Well,localMidnight(for timeZone:) is already correct. At least as far as I know (time zones are tricky :))

public func midnight(for timeZone: TimeZone) -> JulianDay {
    let offsetFromGMT = JulianDay(Double(timeZone.secondsFromGMT(for: self.date)) / (60*60*24))
    return (self + offsetFromGMT).midnight - offsetFromGMT
}

midnight is calculated for offset value, and then the offset is removed.

[onekiloparsec]

I've juste committed a new implementation of localMidnigt(for longitude) method, covered by additional tests. I think, I got it right now. Can you have a look, and possibly close the issue? Thanks!

P.S. #55 becomes obsolete, isn't it?

[andris-zalitis]

I will take a look. But I wonder why didn't you use the one-liner I introduced in #55? :)

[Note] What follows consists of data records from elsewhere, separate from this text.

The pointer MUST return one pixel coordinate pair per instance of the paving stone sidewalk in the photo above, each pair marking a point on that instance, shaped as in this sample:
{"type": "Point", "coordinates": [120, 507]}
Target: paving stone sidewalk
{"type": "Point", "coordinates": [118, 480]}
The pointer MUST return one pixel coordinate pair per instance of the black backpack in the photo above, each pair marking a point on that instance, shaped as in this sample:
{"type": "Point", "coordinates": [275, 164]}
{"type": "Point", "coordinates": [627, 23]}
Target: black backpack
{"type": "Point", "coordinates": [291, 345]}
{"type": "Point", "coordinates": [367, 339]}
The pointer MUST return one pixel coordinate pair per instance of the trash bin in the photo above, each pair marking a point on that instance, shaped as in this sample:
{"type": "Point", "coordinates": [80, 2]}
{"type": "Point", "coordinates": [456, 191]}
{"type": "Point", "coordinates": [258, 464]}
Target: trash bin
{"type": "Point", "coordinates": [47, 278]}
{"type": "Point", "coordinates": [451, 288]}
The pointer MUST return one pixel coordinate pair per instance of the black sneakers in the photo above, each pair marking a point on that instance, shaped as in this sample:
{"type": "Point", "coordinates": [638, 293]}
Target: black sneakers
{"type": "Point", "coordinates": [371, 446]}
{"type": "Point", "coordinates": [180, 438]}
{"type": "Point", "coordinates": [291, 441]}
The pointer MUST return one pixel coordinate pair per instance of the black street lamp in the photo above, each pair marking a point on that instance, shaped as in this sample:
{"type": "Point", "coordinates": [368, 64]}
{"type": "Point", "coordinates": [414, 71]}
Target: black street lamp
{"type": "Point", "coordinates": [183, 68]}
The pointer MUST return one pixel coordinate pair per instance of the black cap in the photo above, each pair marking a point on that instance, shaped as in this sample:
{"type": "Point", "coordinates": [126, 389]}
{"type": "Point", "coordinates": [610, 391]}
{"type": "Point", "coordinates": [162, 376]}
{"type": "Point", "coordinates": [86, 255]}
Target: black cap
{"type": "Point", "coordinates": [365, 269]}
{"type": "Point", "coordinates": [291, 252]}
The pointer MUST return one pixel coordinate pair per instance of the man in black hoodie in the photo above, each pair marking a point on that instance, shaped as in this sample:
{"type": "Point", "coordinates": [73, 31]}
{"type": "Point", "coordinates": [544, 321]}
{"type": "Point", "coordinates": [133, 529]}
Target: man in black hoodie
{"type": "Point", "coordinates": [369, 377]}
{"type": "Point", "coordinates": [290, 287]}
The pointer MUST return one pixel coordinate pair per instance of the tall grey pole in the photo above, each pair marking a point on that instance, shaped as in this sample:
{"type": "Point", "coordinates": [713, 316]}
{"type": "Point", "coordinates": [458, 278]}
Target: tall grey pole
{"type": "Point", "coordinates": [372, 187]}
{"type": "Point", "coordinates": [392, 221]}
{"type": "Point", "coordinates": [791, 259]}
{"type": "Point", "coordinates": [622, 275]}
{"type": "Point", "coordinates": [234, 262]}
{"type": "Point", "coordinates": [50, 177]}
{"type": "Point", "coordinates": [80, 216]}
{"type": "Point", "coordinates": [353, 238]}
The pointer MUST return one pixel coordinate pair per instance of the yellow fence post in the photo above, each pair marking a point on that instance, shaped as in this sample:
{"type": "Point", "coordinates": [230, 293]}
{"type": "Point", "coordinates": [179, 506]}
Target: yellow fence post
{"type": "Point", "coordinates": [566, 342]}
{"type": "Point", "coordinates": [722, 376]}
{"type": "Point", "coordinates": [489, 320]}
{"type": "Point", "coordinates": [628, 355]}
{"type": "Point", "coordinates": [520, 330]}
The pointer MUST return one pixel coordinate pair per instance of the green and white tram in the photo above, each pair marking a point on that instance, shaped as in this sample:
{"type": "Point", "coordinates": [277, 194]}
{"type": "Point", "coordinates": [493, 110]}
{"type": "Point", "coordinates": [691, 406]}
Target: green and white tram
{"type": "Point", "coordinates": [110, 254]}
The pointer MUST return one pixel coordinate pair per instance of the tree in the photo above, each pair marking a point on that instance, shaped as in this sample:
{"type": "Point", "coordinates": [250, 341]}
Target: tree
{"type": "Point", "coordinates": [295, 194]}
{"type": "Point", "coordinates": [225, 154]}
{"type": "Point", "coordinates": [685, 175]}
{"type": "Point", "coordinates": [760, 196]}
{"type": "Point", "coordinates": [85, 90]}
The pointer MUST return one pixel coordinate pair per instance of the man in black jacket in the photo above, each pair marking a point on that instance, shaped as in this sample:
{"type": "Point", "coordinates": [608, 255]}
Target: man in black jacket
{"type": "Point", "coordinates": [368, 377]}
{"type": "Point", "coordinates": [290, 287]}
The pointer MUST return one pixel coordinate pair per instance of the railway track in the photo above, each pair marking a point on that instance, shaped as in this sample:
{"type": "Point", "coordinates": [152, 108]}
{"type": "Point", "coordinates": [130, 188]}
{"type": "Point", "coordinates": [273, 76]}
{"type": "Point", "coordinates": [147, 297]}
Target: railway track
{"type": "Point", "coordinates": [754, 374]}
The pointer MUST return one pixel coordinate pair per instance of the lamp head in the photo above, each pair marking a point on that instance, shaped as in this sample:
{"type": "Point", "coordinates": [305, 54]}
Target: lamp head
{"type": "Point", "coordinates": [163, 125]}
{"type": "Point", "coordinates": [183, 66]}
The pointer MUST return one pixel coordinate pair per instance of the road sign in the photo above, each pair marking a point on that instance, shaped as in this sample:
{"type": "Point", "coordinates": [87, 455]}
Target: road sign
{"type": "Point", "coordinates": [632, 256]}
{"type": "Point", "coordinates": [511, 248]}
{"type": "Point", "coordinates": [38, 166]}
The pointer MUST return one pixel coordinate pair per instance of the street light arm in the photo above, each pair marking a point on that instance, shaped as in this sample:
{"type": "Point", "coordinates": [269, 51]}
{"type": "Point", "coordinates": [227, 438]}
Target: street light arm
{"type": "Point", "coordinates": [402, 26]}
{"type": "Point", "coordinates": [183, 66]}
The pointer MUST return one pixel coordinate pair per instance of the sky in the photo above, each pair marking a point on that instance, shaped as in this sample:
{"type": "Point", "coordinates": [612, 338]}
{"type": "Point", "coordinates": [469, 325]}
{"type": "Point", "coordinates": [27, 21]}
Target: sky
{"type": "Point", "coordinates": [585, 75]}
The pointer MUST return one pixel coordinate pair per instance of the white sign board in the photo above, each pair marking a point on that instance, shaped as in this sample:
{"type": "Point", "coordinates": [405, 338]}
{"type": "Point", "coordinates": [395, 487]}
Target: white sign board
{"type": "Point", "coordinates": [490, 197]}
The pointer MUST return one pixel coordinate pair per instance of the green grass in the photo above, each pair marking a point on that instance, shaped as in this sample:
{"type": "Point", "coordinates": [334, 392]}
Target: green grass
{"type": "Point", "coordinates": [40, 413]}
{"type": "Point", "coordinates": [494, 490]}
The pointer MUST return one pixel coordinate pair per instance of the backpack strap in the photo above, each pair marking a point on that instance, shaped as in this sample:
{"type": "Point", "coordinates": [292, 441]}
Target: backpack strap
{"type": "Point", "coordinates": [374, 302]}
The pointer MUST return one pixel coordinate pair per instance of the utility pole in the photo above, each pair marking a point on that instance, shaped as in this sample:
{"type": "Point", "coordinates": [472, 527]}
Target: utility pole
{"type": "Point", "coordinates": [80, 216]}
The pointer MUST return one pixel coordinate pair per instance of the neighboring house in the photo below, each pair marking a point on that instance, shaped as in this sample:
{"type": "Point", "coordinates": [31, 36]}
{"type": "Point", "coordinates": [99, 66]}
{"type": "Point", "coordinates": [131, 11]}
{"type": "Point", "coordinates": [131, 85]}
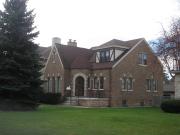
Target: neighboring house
{"type": "Point", "coordinates": [169, 89]}
{"type": "Point", "coordinates": [116, 73]}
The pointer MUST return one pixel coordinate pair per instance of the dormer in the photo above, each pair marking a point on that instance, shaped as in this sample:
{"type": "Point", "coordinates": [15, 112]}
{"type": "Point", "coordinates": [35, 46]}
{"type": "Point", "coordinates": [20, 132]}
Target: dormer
{"type": "Point", "coordinates": [110, 51]}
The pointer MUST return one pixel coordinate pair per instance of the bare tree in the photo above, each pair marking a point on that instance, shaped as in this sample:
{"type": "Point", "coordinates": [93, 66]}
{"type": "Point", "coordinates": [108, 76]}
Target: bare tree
{"type": "Point", "coordinates": [168, 47]}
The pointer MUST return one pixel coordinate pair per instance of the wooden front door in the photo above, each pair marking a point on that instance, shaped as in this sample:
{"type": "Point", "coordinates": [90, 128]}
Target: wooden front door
{"type": "Point", "coordinates": [79, 86]}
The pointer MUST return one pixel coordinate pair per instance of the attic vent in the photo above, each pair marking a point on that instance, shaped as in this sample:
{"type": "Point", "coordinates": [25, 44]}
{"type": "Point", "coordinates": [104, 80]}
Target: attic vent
{"type": "Point", "coordinates": [56, 40]}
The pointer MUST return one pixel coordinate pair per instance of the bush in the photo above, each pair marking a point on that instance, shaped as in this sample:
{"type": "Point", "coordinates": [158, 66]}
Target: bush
{"type": "Point", "coordinates": [171, 106]}
{"type": "Point", "coordinates": [52, 98]}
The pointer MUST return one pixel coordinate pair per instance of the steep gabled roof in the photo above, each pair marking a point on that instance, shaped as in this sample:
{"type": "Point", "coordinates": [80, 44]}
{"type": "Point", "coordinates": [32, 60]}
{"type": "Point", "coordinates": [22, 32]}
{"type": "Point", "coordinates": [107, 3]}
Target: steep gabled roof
{"type": "Point", "coordinates": [44, 51]}
{"type": "Point", "coordinates": [74, 57]}
{"type": "Point", "coordinates": [80, 58]}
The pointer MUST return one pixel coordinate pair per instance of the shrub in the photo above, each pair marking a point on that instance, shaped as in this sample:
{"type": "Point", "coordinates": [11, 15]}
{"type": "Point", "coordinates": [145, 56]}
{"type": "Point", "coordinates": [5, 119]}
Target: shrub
{"type": "Point", "coordinates": [171, 106]}
{"type": "Point", "coordinates": [52, 98]}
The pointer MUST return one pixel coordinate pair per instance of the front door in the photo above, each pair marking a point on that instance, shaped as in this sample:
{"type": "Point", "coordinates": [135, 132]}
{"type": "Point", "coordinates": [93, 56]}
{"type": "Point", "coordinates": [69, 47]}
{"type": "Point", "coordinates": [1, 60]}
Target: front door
{"type": "Point", "coordinates": [79, 86]}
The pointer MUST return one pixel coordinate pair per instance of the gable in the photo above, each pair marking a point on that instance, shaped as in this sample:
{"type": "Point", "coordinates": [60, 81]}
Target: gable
{"type": "Point", "coordinates": [54, 66]}
{"type": "Point", "coordinates": [131, 57]}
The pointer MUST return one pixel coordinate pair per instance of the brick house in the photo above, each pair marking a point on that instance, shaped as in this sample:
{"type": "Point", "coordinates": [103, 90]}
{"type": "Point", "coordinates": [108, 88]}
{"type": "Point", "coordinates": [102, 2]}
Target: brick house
{"type": "Point", "coordinates": [116, 73]}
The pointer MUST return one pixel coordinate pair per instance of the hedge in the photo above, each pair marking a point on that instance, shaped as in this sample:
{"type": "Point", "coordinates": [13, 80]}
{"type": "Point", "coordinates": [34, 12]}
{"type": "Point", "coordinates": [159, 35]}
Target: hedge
{"type": "Point", "coordinates": [52, 98]}
{"type": "Point", "coordinates": [171, 106]}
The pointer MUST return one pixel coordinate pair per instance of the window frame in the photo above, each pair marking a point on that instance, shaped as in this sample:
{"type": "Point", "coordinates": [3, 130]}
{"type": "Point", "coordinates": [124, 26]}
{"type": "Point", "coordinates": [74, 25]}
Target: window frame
{"type": "Point", "coordinates": [143, 58]}
{"type": "Point", "coordinates": [103, 57]}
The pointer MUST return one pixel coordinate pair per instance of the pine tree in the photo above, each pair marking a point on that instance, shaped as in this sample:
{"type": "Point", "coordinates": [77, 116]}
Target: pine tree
{"type": "Point", "coordinates": [19, 59]}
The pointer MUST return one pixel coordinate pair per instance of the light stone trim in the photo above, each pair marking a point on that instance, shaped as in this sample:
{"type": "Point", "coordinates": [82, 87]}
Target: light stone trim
{"type": "Point", "coordinates": [85, 83]}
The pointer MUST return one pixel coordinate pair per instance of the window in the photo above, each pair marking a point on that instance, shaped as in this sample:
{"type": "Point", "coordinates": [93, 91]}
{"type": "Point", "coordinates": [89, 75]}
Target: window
{"type": "Point", "coordinates": [58, 85]}
{"type": "Point", "coordinates": [155, 83]}
{"type": "Point", "coordinates": [48, 82]}
{"type": "Point", "coordinates": [92, 82]}
{"type": "Point", "coordinates": [152, 84]}
{"type": "Point", "coordinates": [96, 83]}
{"type": "Point", "coordinates": [88, 82]}
{"type": "Point", "coordinates": [148, 84]}
{"type": "Point", "coordinates": [142, 58]}
{"type": "Point", "coordinates": [127, 83]}
{"type": "Point", "coordinates": [105, 56]}
{"type": "Point", "coordinates": [53, 84]}
{"type": "Point", "coordinates": [101, 82]}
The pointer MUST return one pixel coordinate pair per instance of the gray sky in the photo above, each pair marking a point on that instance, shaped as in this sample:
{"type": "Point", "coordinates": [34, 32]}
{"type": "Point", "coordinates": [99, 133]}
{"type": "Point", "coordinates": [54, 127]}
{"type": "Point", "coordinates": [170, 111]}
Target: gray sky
{"type": "Point", "coordinates": [93, 22]}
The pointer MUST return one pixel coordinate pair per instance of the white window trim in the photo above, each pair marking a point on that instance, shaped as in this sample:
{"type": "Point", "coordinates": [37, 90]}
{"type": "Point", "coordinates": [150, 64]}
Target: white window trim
{"type": "Point", "coordinates": [142, 65]}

public func localMidnight(longitude: Degree) -> JulianDay {
    return (self - longitude.inHours.inJulianDays).midnight + longitude.inHours.inJulianDays
}

Does the new implementation returns different results? Also please note that we'd still need localMidnight for time zone because of #56

[onekiloparsec]

Interestingly, there is one single test that fails with your one-liner. I couldn't investigate more, but here is a screenshot. Interesting.

[andris-zalitis]

Ah, interesting. I will check this.

[andris-zalitis]

Oh, take a look at this:

public struct Degree: NumericType, CustomStringConvertible {
      ...
      public var inHours: Hour { return Hour(value / 15.0) }
      ...
}

let longitude8 = -360.0.degrees
print(longitude8.inHours)
// prints: -24h0m00.000s
// is this correct?

[onekiloparsec]

Well, yes this is technically correct, since there is no automatic "reduction" to a range like, say, [-180,180[ for instance. But I am unsure of where does this question lead us somewhere?

Note that I've worked quite a bit on the rise transit and set functions. This is because I wanted to reproduce the values produced by the C++ tests. Unfortunately, these tests only print values out and dont really test anything. When trying to reproduce the rise and set times of Mercury in March 1st, 2038 (as in the C++ tests), I fixed quite a few details. But I also broke some other ones. And if you look at the code today, some tests do not pass anymore.

[andris-zalitis]

But I am unsure of where does this question lead us somewhere?

I asked because I used inHours in my one-liner for localMidnight and thought that it provides reduced hours for a given longitude. Let's throw away my implementation and use yours 👍🏻

Note that I've worked quite a bit on the rise transit and set functions. This is because I wanted to reproduce the values produced by the C++ tests.

Looks like you don't use localMidnight anymore for RiseTransitSet. I'm OK with that, I will pre-calculate midnights for time zone myself. That actually means that we don't need midnight(for: TimeZone) anymore.

When trying to reproduce the rise and set times of Mercury in March 1st, 2038 (as in the C++ tests), I fixed quite a few details. But I also broke some other ones. And if you look at the code today, some tests do not pass anymore.

I see, can't comment much regarding those tests. I'm mostly checking Sun and Moon data against USNO.

[onekiloparsec]

A quick note. I have not checked more rise transit and set stuff for Sun and Moon, but I managed to get solar system objects times right. I'm not using localMidnight, as AA book is very precisely stating that coordinates must be computed for 0h Dynamical Time (which is basically midnight UT, not the local midnight). I'll thus close this issue.